Si los compañeros de Henry sabían que el plato principal de hoy era comida japonesa, no se dieron cuenta y no pareció importarles. Pero la ironía golpeó a Henry como un martillazo. Sonrió al comprender que en la señora Beatty había más de lo que parecía a primera vista.

Los otros chicos, en cambio, no le depararon ninguna sorpresa.

—¡Mirad, se dejaron uno! —se burló un grupo de alumnos de cuarto mientras él les servía—, ¡Que alguien llame al ejército; hay uno que se escapó!

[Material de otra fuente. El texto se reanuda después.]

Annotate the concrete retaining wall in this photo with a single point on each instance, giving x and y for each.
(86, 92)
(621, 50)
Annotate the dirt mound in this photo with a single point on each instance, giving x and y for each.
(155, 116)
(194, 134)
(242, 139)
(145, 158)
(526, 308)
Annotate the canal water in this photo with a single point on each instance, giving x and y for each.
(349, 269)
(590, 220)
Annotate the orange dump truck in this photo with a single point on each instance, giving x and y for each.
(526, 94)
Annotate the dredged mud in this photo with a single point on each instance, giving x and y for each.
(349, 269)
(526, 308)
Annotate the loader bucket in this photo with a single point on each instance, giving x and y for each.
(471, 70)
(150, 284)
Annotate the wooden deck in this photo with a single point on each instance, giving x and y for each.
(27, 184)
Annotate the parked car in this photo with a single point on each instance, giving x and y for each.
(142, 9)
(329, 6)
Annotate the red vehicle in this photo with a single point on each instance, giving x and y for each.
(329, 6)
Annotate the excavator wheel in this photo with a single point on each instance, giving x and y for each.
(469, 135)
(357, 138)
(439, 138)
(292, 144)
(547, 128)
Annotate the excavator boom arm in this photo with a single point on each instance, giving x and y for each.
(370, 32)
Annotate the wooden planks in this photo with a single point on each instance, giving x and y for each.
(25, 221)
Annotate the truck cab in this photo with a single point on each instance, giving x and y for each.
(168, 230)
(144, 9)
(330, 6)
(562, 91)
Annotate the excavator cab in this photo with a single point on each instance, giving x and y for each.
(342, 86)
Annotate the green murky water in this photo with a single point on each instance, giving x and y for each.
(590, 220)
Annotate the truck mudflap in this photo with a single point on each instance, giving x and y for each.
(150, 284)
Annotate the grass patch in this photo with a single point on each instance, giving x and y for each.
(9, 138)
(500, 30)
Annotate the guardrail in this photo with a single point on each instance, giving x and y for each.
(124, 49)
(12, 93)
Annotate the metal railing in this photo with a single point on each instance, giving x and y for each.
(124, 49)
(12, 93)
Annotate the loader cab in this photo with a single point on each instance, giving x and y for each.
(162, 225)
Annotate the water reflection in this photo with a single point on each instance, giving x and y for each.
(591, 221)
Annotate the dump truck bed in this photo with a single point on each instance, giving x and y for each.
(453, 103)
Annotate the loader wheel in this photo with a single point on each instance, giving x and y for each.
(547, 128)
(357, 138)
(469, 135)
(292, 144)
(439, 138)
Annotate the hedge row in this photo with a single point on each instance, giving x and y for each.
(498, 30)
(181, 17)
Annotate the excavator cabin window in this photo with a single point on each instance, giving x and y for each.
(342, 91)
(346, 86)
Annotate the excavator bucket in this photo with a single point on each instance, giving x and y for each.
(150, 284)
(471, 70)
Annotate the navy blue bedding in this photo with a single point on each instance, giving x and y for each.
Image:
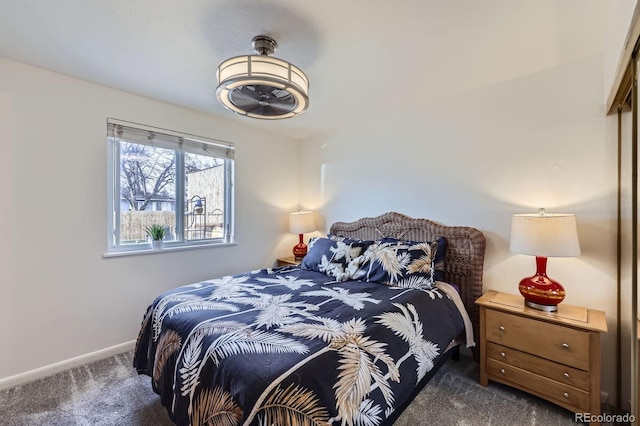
(292, 347)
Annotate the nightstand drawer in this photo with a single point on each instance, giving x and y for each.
(554, 342)
(563, 394)
(540, 366)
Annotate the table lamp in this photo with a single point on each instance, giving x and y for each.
(300, 223)
(543, 235)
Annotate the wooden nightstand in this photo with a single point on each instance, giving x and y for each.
(287, 261)
(554, 355)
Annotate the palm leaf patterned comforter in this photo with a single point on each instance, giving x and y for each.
(291, 347)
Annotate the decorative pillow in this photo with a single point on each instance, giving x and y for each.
(339, 259)
(438, 260)
(403, 263)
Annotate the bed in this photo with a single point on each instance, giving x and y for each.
(346, 338)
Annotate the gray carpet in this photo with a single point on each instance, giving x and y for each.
(110, 392)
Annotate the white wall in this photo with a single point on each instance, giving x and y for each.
(475, 159)
(59, 298)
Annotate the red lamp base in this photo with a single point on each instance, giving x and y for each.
(300, 249)
(541, 292)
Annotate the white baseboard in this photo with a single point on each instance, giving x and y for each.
(48, 370)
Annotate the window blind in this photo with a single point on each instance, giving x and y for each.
(163, 138)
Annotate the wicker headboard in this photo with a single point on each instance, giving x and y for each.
(464, 259)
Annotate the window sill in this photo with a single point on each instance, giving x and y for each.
(164, 249)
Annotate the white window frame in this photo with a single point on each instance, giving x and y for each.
(119, 130)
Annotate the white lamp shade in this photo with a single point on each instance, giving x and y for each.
(301, 222)
(545, 235)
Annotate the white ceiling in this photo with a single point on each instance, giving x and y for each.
(362, 57)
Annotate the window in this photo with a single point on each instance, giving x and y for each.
(179, 181)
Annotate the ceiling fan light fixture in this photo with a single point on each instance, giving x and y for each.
(261, 86)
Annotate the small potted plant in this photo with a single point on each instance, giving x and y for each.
(156, 233)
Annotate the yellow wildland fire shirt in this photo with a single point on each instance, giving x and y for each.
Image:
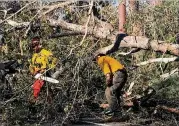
(109, 64)
(42, 60)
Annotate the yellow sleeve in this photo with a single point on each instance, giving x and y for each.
(104, 64)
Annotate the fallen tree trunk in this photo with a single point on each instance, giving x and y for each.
(129, 41)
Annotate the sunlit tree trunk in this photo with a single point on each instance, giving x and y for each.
(155, 2)
(136, 26)
(122, 15)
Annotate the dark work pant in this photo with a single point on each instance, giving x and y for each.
(113, 92)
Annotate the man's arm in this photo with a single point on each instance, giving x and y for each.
(108, 79)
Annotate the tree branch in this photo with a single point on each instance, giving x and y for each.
(129, 41)
(165, 60)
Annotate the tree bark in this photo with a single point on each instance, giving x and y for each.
(129, 41)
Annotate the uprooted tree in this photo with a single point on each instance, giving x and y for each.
(75, 30)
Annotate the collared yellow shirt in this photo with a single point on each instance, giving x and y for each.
(109, 64)
(42, 60)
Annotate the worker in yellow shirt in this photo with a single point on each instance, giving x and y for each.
(42, 62)
(116, 77)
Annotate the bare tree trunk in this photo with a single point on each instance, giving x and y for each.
(122, 16)
(155, 2)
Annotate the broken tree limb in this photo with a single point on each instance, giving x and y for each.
(53, 7)
(129, 41)
(173, 110)
(130, 52)
(165, 60)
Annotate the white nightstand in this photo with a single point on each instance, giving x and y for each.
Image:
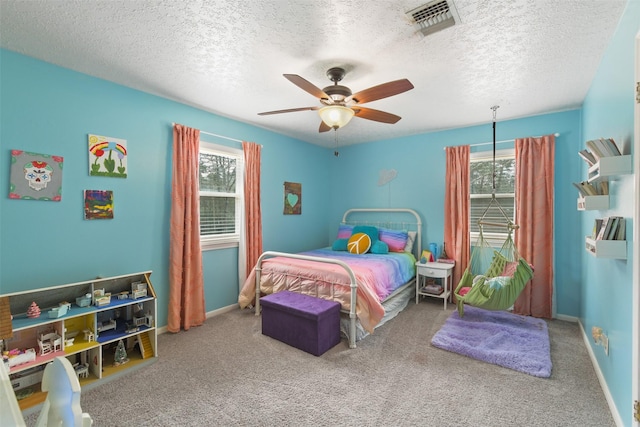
(437, 270)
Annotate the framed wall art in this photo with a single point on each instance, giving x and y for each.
(35, 176)
(107, 156)
(98, 204)
(292, 198)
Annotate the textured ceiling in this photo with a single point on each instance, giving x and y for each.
(228, 57)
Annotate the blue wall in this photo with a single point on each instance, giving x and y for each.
(50, 110)
(607, 284)
(420, 162)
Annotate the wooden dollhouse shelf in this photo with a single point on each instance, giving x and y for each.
(590, 203)
(88, 332)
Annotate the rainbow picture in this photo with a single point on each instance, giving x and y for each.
(107, 156)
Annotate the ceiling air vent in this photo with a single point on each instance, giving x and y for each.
(434, 16)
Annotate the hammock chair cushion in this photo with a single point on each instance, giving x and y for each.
(495, 290)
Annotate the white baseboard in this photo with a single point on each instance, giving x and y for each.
(208, 315)
(603, 384)
(567, 318)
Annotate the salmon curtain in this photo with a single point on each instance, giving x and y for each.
(186, 282)
(534, 214)
(252, 235)
(457, 209)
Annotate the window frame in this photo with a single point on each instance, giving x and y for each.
(229, 240)
(494, 239)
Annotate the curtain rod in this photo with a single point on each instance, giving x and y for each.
(504, 141)
(216, 135)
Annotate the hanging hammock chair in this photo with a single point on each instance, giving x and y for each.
(499, 286)
(507, 274)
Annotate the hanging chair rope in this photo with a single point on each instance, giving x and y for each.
(497, 286)
(509, 224)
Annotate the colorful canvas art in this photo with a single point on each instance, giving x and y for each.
(107, 156)
(292, 198)
(35, 176)
(98, 204)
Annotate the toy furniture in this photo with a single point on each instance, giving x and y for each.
(88, 335)
(82, 370)
(17, 357)
(302, 321)
(49, 342)
(105, 326)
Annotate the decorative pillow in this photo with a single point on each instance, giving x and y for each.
(340, 245)
(369, 230)
(344, 231)
(396, 239)
(379, 247)
(359, 243)
(509, 269)
(411, 238)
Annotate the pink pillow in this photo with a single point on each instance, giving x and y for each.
(509, 269)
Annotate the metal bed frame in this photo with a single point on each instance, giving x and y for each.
(353, 284)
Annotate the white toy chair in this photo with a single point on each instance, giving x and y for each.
(45, 347)
(62, 405)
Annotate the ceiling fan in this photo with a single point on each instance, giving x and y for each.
(339, 104)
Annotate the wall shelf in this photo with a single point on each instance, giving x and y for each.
(606, 248)
(590, 203)
(609, 167)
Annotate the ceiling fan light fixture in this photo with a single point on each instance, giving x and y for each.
(336, 116)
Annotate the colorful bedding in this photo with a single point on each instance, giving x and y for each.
(377, 277)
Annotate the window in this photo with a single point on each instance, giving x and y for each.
(481, 186)
(221, 195)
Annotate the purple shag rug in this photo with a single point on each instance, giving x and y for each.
(498, 337)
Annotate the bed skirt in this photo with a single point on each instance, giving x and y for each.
(393, 305)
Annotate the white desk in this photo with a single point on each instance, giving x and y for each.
(437, 270)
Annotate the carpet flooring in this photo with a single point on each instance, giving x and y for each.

Henry no llevaba el distintivo. No llevaba el viejo. Tampoco el nuevo. Ninguno de los dos hubiese servido. «¿Cuántos días más?» pensó Henry. Sheldon había dicho que la guerra no duraría para siempre. «¿Cuántos días más tendré que seguir soportando todo esto?»Como si su plegaria hubiese sido respondida por un dios cruel y vengativo, apareció Chaz, que deslizó su bandeja delante de Henry.

—¿Se han llevado a tu chica, Henry? Quizás así aprenderás a no frater… frater… a no salir con el enemigo. Malditos japoneses traicioneros. Lo más probable es que estuviese envenenando nuestra comida.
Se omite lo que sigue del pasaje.